Memahami Berbagai Jenis Trafo
Trafo pada sistem distribusi listrik |
Trafo atau biasa juga disebut transformator, adalah sebuah mesin yang berfungsi sebagai pengubah nilai tegangan listrik ac (alternating current – arus bolak balik) melalui prinsip induksi medan magnet. Pada ranah internasional, trafo umumnya disebut dengan nama transformer.
Dalam sistem kelistrikan, trafo
memiliki beberapa jenis atau tipe, diantaranya adalah trafo daya, trafo
instrument, autotransformer, dan trafo elektronika. Untuk lebih memahami
berbagai jenis trafo tersebut, berikut kami bahas mengenai jenis-jenis trafo
dan fungsinya.
Trafo
Core Form & Shell Form
Berdasarkan konstruksinya, trafo
terbagi menjadi dua jenis, yaitu trafo core form dan trafo shell form. Trafo core form memiliki bentuk inti
besi (laminasi baja atau bahan ferromagnetic lain) satu looping,
bisa berbentuk kotak, lingkaran, ataupun elips. Lalu belitan primer dan sekunder
berada di kedua sisi inti trafo. Trafo jenis ini jarang digunakan pada
kapasitas daya besar, oleh karenanya, lebih sering ditemukan pada peralatan
elektronika dan telekomunikasi, dan sepertinya tidak pernah digunakan sebagai
trafo daya (power transformer).
Berbeda dengan core form, trafo
shell form memiliki tiga bentuk kaki pada inti besinya. Umumnya inti
trafo tersusun dari laminasi-laminasi baja atau bahan ferromagnetic
lainnya dengan bentuk huruf “E” dan bentuk huruf “I”. Kedua bentuk laminasi
tersebut disusun membentuk kotak dengan garis tengah (tiga kaki adalah rusuk
kotak sisi kirai, rusuk tengah dan rusuk sisi kanan). Trafo jenis paling banyak
digunakan sebagai trafo daya.
Susunan kedua belitan pada trafo shell
form, baik sekunder maupun primer berada di kaki tengah, dan
umumnya di tumpuk antara keduanya. Belitan dengan level tegangan lebih rendah
akan disusun dibagian dalam, terbungkus belitan dengan level tegangan lebih
tinggi.
Alasan penumpukan susunan tersebut
adalah karena dapat meminimalisasi flux leakage (bocor medan magnet)

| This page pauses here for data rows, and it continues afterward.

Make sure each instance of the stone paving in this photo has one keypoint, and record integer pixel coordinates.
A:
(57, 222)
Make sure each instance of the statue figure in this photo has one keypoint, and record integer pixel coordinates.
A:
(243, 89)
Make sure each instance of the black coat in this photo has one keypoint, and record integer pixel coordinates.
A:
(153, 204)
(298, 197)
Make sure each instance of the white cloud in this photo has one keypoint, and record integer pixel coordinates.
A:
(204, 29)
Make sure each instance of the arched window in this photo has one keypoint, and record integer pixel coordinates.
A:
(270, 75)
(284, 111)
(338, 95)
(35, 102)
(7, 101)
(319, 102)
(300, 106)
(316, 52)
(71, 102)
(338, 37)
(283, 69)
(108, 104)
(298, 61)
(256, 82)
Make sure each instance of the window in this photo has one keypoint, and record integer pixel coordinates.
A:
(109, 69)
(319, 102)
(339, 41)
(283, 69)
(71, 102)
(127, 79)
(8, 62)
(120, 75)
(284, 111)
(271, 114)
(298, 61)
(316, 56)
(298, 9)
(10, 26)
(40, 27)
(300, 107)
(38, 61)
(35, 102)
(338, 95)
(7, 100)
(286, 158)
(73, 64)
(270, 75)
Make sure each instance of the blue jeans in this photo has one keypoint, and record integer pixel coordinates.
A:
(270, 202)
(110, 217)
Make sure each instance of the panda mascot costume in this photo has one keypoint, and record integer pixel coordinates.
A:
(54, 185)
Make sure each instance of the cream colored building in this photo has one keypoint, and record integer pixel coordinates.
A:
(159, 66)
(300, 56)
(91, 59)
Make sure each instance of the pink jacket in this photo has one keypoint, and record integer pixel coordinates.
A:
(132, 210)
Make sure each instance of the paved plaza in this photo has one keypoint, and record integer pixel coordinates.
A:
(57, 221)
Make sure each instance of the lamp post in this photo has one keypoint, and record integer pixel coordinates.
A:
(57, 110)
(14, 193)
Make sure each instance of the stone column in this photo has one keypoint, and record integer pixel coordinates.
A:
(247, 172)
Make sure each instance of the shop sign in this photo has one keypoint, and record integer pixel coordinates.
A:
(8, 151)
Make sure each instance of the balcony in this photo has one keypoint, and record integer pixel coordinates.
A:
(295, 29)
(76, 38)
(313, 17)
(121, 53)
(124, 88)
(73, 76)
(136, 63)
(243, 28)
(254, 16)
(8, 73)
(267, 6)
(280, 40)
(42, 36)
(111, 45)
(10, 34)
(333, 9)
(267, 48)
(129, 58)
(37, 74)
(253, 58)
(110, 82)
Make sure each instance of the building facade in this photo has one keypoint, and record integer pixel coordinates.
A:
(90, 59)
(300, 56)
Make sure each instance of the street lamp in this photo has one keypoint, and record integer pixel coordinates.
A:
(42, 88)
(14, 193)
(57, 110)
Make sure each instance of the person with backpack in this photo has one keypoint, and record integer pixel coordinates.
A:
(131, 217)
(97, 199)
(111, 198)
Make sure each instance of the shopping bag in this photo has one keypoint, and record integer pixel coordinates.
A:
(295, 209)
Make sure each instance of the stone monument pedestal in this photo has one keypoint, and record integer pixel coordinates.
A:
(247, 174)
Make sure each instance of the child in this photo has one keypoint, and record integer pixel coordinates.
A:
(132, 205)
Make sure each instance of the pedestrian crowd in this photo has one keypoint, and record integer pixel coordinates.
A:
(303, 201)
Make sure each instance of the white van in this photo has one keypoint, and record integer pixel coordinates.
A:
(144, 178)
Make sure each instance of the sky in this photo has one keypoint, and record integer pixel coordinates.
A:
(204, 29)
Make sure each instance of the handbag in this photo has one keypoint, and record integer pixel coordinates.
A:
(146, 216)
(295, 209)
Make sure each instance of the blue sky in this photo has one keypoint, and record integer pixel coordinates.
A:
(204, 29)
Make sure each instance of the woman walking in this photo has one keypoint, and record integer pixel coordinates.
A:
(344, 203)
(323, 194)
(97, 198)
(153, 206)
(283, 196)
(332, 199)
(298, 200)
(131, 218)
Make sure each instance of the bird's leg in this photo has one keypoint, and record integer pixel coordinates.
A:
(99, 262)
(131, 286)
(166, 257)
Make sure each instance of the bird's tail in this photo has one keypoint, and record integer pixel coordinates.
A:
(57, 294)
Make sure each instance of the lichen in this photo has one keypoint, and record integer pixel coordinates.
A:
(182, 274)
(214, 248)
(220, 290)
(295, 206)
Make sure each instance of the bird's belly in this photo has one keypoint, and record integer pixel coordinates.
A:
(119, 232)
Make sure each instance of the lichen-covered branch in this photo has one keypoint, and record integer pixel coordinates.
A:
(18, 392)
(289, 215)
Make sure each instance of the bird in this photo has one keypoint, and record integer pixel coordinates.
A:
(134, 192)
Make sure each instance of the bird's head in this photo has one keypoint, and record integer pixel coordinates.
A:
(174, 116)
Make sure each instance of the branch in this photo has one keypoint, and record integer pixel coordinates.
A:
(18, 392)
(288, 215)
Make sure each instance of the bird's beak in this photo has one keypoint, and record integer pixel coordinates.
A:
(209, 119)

dibandingkan dengan pemisahan belitan pada dua sisi. Kemudian alasan mengapa
belitan dengan level tegangan lebih tinggi berada di sisi lebih luar (membalut
belitan dengan tegangan lebih rendah), adalah untuk menjauhkannya dari inti
trafo, sehingga dapat menyederhanakan insulasi belitannya dan akan menurunkan
biaya pembuatannya. Semakin dekat dengan inti trafo, akan semakin panas,
apalagi dengan level tegangan lebih tinggi, maka medan listrik yang dihasilkan
pun lebih tinggi pula.
Trafo
Step-up & Step Down
Berdasarkan perubahan level
tegangannya, trafo dibagi menjadi dua jenis, yaitu trafo step-up dan
trafo step-down. Sesuai penamaannya, trafo step-up berfungsi
untuk meningkatkan level tegangan listrik (voltage), sehingga tegangan
di sisi sekunder (keluaran) akan lebih besar dibandingkan tegangan di sisi
primer (masukan). Oleh karena tegangan trafo berbanding lurus dengan jumlah
belitan, maka pada trafo step-up jumlah lilitan pada sisi keluaran lebih banyak
dibanding jumlah lilitan pada sisi masukan.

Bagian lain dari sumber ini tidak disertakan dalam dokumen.